Clipping happens after the vertex transform stage before and after the NDC space; clip planes are applied in clip space, viewport clipping is done in NDC space. That is one step before rasterizing. Clipping means, that a face only partially visible is "cut" by inserting new vertices at the visibility border, or fragments outside the viewport discarded. What you mean is usually called culling. Faces completely outside the viewport are culled, at the same stage like clipping.
From a performance point of view, the best code is code never executed, and the best data is data never accessed. So in your case sending off a single drawing call that makes the GPU process a large batch of vertices clearly takes load off the CPU, but it consumes GPU processing power. Culling those vertices before sending the drawing command consumes CPU power, but takes load off the GPU. The goal is to find the right balance. If the number of vertices is low, a simple brute force approach (just render the whole thing) may easily outperform ever other scheme.
However using a simple, yet effective data management scheme can greatly improve performance on both ends. For example a spatial subdivision structure like a Kd tree is easily built (you don't have to balance it). Sorting the vertices into the Kd tree you can omit (cull) large portions of the tree if one branch near to the root is completely outside the viewport. Preparing drawing a frame you iterate through the visible parts of the tree, building the list of vertices to draw, then you pass this list to the rendering command. Kd trees can be traversed on average in O(n log n) time.
It's important to understand the difference between clipping and culling. You appear to be talking about the latter.
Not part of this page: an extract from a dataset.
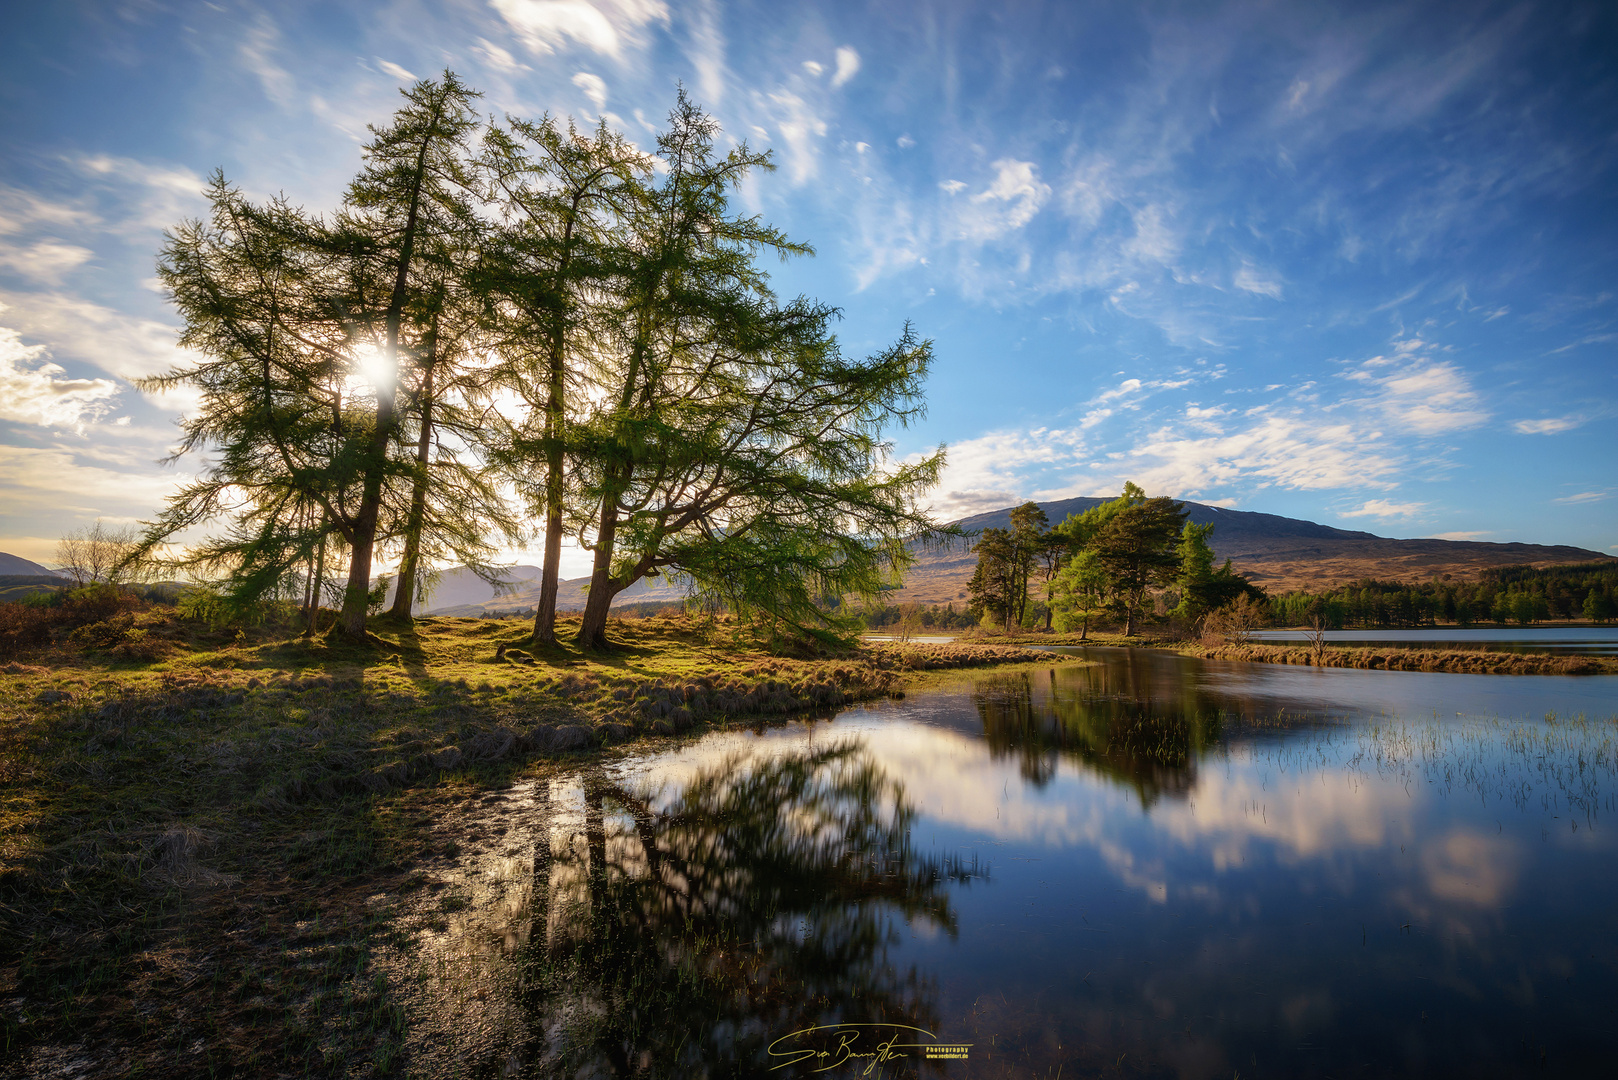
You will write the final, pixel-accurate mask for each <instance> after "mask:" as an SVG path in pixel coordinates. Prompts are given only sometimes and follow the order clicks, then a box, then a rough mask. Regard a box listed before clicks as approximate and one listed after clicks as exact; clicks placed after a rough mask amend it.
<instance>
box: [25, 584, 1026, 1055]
mask: <svg viewBox="0 0 1618 1080" xmlns="http://www.w3.org/2000/svg"><path fill="white" fill-rule="evenodd" d="M120 627H121V628H116V633H113V631H108V633H107V635H102V636H100V638H99V640H100V641H104V643H108V641H113V640H118V644H108V646H107V648H99V649H86V648H83V641H86V640H87V638H94V636H95V635H79V636H78V641H79V644H71V643H58V644H55V646H52V648H50V649H45V651H42V653H37V654H32V656H24V657H21V662H15V664H8V665H0V672H5V674H3V675H0V1040H3V1048H5V1051H3V1057H11V1059H13V1061H23V1062H28V1064H26V1065H24V1067H26V1069H29V1070H36V1072H39V1070H45V1069H49V1067H50V1062H52V1061H55V1059H57V1057H53V1056H61V1054H68V1056H73V1054H74V1052H84V1054H86V1056H87V1059H89V1061H95V1062H107V1064H105V1072H131V1074H136V1075H144V1074H162V1075H218V1074H231V1075H259V1074H294V1075H348V1074H353V1072H371V1074H375V1075H388V1074H390V1072H392V1070H396V1065H398V1054H400V1048H401V1046H403V1038H404V1020H403V1017H404V1014H403V1009H401V1006H400V1002H396V1001H392V999H390V996H388V993H387V983H385V980H383V978H382V975H380V973H379V972H377V968H375V965H374V963H372V954H374V952H375V949H379V947H380V946H383V944H387V942H390V941H396V938H395V934H396V933H398V931H396V929H395V928H393V925H392V921H390V918H392V916H390V913H388V910H385V908H379V907H377V904H374V900H372V899H374V897H377V895H380V894H387V895H404V894H409V892H411V891H413V889H417V887H421V876H419V873H417V871H416V870H414V866H416V863H417V861H421V860H422V858H426V857H430V855H434V853H447V852H448V848H447V847H445V842H442V840H440V842H437V844H438V845H440V847H437V848H435V847H434V844H435V840H434V836H432V832H430V829H427V827H424V826H426V824H429V823H430V821H434V819H435V818H437V816H440V814H442V813H445V808H448V806H453V805H458V803H463V801H464V800H466V798H468V797H469V795H471V793H474V792H477V790H481V789H490V787H505V785H510V784H511V782H513V779H516V777H519V776H536V774H545V772H547V771H561V769H568V767H570V761H573V759H576V756H578V753H592V751H594V748H595V746H599V745H602V743H607V742H621V740H625V738H634V737H655V735H662V737H671V735H673V733H675V732H676V730H678V729H689V730H693V732H699V730H702V727H704V724H738V722H739V724H759V722H764V719H765V717H781V716H790V714H794V712H801V711H809V709H825V708H830V706H833V704H838V703H845V701H851V699H861V698H872V696H885V695H896V693H901V688H903V687H904V685H906V680H914V678H917V677H921V674H924V672H929V670H951V669H956V667H964V665H982V664H1003V662H1014V661H1023V659H1026V656H1027V654H1026V653H1018V651H1014V649H997V648H984V646H961V648H950V646H887V648H861V649H851V651H848V653H840V654H832V656H796V657H793V656H777V654H772V653H769V651H765V649H762V648H759V644H756V643H754V641H751V640H748V638H746V636H743V635H739V633H738V631H736V628H735V627H730V625H723V623H720V625H718V627H717V628H715V627H709V628H704V627H702V625H699V623H694V622H691V620H689V619H686V617H684V615H665V617H657V619H646V620H626V622H615V623H613V625H612V630H610V633H612V638H613V643H615V646H616V648H615V649H613V651H610V653H605V654H584V653H579V651H576V649H573V648H570V646H558V648H552V649H542V651H540V649H534V648H532V644H531V641H529V638H527V635H529V627H527V623H524V622H518V620H479V619H424V620H417V622H416V623H411V625H398V623H390V622H388V620H377V623H375V641H374V644H371V646H361V648H356V646H349V644H341V643H335V641H332V640H303V638H296V636H288V633H285V631H275V630H272V628H259V630H244V631H236V630H222V631H215V630H209V628H207V627H202V625H197V623H188V622H181V620H178V619H176V617H175V615H173V614H168V612H162V610H149V612H141V614H138V615H136V619H134V622H133V623H131V625H128V627H123V625H121V623H120ZM129 630H139V631H141V633H139V635H133V636H131V635H129V633H128V631H129ZM561 630H563V635H566V633H568V631H570V630H571V627H568V625H563V627H561ZM120 635H121V636H120ZM131 643H138V644H139V648H129V644H131ZM502 644H505V646H508V649H511V648H516V649H521V651H524V653H529V654H531V659H532V662H515V661H511V659H503V661H498V662H497V659H495V656H497V649H498V648H500V646H502ZM141 657H157V659H141ZM1040 662H1042V664H1048V662H1050V659H1048V657H1042V661H1040ZM676 703H683V704H680V706H676ZM675 708H680V711H678V712H673V709H675ZM686 712H694V714H696V716H694V717H693V716H686ZM537 725H581V727H584V729H586V730H587V733H589V738H587V745H586V746H584V748H582V750H579V751H576V753H573V755H550V753H539V755H536V753H508V755H505V756H502V758H498V759H492V761H481V763H472V764H463V766H460V767H453V769H450V771H445V769H438V767H432V766H427V764H424V763H426V761H427V759H429V756H430V755H434V753H437V751H440V750H443V748H447V746H458V748H469V746H472V745H476V740H477V737H479V735H487V733H490V732H498V730H500V729H506V730H510V732H516V733H524V732H531V730H536V727H537ZM495 742H497V743H498V740H495ZM406 776H408V777H409V779H408V780H406V779H404V777H406ZM379 777H382V779H379ZM450 844H451V845H453V842H450ZM443 902H445V904H448V905H453V904H455V897H445V900H443ZM443 910H450V908H448V907H445V908H443ZM76 1048H78V1049H76ZM92 1075H94V1074H92Z"/></svg>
Clipping means taking a triangle and literally cutting it into pieces to fit into the viewport. The OpenGL specification defines this process to happen post-vertex shader, for any triangle that is only partially in view.
Culling means throwing something away entirely. If a triangle is not entirely in view, it can therefore be culled. OpenGL does not say that culling has to happen. Remember: the OpenGL specification defines behavior, not performance.
That being said, hardware makers are not stupid. Obvious efforts like not rasterizing triangles that are outside of the viewport are easily implemented and improve performance. Pretty much any hardware that exists will do this.
Similarly, clipping is typically implemented (where possible) with rasterizer tricks, rather than by creating new triangles. Fragments that would be outside of the viewport simply aren't generated by the rasterizer. This is also legal according to OpenGL, because the spec defines apparent behavior. It doesn't really care if you actually cut the triangle into pieces as long as it looks indistinguishable form if you did.
Your question is essentially one of, "How much work should I do to not render off-screen objects?" That really depends on what your scene is and how you're rendering it. You say you're rendering 100,000 sprites. Are you making 100,000 draw calls, or are these sprites part of larger structures that you render with larger granularity? Do you stream the vertex data to the GPU every frame, or is the vertex data static?
Clipping and culling happen before fragment processing. http://www.opengl.org/wiki/Rendering_Pipeline_Overview
However, you will still be passing 100000 * 4 vertices (assuming you're rendering the sprites with quads and not point sprites) to the card if you don't do culling yourself. Depending on the card's memory performance this can be an issue.